Muchas mujeres son reacias a hablar de la incontinencia urinaria, incluso con sus médicos, porque sienten vergüenza y piensan que es una parte inevitable del proceso de envejecimiento. Sufren en silencio en vez de buscar ayuda y a menudo se limitan en las actividades físicas y estilo de vida.

Incontinencia urinaria de esfuerzo

Se debe a una relajación del suelo pélvico y a cambios anatómicos de la uretra ( a menudo a consecuencia del parto) que provoca pérdidas de orina cuando la presión intra abdominal aumenta, por ejemplo al reírse, estornudar, toser o cuando se hace ejercicio.

Incontinencia de la vejiga hiperactiva

Ocurre cuando los músculos de la vejiga se contraen involuntariamente, haciendo que la paciente sienta una necesidad urgente de orinar y pierda orina si no llega al váter a tiempo.

Síndrome de la vejiga hiperactiva

Es como la vejiga hiperactiva, contracciones involuntarias de la vejiga que ocurren a lo largo del día, pero a diferencia de la vejiga hiperactiva, no se llega a perder orina.

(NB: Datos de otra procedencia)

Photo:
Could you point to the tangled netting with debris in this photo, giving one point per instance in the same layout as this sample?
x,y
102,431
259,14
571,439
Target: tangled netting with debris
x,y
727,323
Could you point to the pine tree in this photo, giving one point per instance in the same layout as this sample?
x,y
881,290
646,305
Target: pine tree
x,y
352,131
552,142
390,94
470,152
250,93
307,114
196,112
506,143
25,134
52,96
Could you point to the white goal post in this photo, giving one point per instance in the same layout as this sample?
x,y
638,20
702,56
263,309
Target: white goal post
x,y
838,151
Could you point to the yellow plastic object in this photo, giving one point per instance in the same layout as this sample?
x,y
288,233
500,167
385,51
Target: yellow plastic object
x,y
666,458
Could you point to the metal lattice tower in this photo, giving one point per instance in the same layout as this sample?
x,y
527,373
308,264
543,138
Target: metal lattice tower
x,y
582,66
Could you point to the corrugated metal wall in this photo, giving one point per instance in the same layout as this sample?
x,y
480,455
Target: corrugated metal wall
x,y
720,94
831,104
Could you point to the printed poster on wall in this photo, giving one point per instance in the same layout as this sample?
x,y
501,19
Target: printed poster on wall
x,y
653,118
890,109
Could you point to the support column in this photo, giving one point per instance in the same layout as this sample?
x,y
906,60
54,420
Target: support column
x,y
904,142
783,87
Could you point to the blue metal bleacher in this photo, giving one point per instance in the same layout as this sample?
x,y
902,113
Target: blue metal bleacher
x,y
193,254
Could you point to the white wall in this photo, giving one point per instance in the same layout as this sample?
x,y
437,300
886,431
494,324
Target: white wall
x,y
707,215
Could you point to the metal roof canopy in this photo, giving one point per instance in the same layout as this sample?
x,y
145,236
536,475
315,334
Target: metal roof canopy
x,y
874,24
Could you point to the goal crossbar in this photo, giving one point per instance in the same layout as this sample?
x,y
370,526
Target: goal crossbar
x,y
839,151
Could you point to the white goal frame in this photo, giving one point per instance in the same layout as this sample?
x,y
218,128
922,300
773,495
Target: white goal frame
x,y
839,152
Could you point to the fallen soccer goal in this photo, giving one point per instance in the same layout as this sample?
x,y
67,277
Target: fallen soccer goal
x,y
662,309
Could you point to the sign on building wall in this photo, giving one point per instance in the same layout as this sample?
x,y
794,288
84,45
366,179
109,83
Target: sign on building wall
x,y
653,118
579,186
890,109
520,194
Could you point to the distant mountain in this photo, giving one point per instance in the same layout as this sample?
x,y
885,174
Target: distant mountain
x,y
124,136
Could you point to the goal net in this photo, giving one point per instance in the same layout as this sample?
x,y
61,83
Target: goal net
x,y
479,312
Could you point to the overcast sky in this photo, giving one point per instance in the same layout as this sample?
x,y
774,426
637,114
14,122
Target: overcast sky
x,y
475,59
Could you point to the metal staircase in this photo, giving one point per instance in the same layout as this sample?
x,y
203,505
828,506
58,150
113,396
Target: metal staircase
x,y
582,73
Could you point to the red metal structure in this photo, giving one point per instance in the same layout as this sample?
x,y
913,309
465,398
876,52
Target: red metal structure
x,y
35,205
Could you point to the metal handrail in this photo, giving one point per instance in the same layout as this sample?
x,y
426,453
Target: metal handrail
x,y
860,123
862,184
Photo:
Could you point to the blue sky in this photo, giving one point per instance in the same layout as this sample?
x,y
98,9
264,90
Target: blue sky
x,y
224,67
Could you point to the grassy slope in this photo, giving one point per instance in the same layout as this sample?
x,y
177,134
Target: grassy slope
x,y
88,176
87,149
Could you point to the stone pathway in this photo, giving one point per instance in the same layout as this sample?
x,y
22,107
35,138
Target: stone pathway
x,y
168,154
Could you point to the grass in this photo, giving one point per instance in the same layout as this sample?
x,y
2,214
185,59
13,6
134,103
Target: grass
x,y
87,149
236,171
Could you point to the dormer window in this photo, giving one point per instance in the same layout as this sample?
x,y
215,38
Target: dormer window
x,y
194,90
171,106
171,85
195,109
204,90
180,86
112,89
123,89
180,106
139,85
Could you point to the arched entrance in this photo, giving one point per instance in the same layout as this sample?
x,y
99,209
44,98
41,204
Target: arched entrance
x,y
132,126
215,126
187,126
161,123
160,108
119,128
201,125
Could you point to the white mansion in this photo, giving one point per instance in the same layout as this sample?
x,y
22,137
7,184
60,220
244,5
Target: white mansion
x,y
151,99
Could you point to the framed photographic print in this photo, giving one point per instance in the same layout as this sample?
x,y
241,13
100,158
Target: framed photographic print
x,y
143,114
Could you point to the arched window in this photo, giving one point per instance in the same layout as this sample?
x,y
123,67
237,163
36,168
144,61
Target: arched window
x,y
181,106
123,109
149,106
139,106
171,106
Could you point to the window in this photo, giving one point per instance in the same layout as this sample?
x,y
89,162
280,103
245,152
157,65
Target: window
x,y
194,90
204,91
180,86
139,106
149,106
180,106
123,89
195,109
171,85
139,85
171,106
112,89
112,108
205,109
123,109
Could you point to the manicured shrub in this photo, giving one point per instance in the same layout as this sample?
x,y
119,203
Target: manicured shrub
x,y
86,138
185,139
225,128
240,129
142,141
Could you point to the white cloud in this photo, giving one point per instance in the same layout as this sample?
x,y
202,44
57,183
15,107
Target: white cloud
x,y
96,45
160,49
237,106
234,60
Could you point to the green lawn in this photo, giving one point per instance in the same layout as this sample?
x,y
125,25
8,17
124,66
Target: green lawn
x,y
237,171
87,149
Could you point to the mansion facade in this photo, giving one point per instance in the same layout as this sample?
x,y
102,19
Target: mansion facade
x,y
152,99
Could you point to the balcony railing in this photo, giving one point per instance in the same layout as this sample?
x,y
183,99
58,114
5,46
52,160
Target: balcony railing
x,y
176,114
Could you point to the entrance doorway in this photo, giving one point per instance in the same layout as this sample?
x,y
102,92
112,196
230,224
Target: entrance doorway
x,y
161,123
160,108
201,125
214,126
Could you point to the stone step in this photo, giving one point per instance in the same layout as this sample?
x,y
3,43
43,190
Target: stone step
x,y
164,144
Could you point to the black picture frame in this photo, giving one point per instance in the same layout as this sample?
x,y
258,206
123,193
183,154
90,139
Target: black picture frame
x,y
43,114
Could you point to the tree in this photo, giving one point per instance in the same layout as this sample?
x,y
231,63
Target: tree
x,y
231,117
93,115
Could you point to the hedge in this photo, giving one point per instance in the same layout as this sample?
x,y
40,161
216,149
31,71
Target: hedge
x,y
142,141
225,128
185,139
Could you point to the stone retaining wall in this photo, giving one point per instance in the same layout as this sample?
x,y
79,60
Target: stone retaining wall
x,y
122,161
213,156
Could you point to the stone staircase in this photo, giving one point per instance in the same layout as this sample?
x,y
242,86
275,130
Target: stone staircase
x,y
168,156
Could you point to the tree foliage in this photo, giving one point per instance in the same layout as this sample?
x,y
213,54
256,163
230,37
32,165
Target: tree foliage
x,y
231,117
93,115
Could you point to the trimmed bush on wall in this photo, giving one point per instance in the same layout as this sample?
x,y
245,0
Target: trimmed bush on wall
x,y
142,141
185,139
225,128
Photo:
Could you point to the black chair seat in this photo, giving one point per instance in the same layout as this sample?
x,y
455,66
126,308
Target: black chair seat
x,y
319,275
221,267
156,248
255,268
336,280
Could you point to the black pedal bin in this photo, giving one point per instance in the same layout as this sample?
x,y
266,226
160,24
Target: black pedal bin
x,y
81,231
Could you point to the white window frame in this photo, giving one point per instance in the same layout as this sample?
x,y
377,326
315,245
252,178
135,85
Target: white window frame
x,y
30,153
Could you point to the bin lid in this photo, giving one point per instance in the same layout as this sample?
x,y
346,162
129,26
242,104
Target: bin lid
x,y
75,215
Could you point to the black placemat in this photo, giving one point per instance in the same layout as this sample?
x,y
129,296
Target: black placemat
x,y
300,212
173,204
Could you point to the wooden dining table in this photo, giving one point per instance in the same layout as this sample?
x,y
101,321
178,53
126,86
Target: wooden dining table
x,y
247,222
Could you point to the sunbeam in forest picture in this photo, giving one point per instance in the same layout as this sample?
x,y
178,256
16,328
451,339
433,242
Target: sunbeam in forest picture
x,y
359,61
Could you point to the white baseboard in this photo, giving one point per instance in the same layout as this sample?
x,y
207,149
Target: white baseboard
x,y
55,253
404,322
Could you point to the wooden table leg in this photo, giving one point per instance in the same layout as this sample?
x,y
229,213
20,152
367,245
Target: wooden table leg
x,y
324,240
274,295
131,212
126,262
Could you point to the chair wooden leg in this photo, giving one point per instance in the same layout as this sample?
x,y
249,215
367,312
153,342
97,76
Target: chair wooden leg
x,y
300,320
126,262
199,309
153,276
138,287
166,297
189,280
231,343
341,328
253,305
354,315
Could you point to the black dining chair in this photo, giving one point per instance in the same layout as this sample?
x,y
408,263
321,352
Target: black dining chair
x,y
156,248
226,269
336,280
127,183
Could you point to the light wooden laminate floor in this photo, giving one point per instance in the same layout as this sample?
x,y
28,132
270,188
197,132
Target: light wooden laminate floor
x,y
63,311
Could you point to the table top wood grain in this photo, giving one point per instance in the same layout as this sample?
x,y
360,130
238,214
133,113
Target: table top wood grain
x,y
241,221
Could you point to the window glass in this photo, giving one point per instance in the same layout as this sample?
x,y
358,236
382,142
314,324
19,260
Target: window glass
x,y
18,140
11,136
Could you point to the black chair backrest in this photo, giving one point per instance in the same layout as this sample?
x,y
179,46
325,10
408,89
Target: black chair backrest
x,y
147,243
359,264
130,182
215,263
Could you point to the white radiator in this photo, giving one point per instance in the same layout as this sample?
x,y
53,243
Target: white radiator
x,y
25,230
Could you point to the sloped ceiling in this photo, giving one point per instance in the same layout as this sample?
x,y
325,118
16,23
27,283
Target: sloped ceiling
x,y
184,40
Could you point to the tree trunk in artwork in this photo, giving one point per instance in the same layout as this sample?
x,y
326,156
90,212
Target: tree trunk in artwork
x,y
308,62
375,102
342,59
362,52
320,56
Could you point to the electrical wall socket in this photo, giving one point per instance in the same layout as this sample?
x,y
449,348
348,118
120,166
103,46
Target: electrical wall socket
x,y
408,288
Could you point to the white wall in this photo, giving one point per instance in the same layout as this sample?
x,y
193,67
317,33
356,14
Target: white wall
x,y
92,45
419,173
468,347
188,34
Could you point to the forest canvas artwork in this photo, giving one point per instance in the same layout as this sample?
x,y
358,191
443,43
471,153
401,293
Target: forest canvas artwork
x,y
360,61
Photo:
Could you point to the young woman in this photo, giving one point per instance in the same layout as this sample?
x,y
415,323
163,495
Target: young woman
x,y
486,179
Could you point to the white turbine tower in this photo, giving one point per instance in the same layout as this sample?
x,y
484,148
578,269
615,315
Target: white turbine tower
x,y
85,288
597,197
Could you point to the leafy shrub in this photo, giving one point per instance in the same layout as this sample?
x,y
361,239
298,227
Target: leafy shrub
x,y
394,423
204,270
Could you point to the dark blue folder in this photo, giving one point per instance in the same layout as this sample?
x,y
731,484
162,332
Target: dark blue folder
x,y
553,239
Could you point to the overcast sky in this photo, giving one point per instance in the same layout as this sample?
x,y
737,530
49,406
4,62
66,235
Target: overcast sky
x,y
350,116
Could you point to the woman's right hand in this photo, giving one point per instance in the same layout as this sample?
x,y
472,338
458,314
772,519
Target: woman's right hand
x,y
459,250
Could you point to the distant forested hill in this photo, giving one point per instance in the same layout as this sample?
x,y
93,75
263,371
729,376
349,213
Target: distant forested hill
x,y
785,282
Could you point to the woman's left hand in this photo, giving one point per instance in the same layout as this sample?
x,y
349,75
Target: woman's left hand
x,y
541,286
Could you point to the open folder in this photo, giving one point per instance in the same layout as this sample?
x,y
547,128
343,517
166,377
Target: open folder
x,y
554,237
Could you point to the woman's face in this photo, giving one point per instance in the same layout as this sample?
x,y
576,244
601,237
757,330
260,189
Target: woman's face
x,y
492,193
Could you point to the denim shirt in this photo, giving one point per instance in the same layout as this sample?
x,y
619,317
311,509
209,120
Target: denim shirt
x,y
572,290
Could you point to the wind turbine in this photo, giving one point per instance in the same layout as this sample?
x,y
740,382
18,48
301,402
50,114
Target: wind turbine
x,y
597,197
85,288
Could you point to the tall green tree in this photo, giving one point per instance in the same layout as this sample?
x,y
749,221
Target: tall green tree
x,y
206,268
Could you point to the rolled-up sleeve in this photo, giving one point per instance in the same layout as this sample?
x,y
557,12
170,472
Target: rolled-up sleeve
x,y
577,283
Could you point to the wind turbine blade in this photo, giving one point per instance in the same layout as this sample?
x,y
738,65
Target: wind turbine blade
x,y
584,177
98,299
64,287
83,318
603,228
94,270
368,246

Diagnosticar los distintos tipos de incontinencia urinaria es relativamente sencillo y consiste en tomar un historial preciso y detallado. Casos más complicados pueden ser evaluados mediantes pruebas urodinámicas.

Hay varios tratamientos, dependiendo del tipo de incontinencia, incluyendo cambios en los hábitos y en la dieta, biofeedback, medicación, terapia por láser para los casos más leves y por último, la cirugía.

Cistitis intersticial

Una condición de la vejiga no infecciosa que causa dolor pélvico y de la vejiga provocando una sensación de presión y quemazón, además de síntomas similares a las de la vejiga hiperactiva, la necesidad repentina de orinar. Hay varios tratamientos para esta condición, incluyendo la rehabilitación del suelo pélvico, pautas alimentarias, medicación y terapia intravesical.

Prolapso de Órgano Pélvico (POP)

Es un término general empleado para describir una relajación y laxitud de las estructuras que sostienen el suelo pélvico. Puede manifestarse con el envejecimiento, una predisposición genética, múltiples partos, la obesidad y otras condiciones médicas (tos crónica por ejemplo). Un prolapso de los genitales internos puede incluir el útero, las paredes vaginales y/o la vejiga que desciendan, a menudo a través de la vagina. Esta condición puede asociarse a molestias pélvicas considerables y a una sensación de presión, incontinencia urinaria, y dificultades con las relaciones sexuales y la defecación. El tratamiento consiste en la rehabilitación del suelo pélvico y la corrección quirúrgica.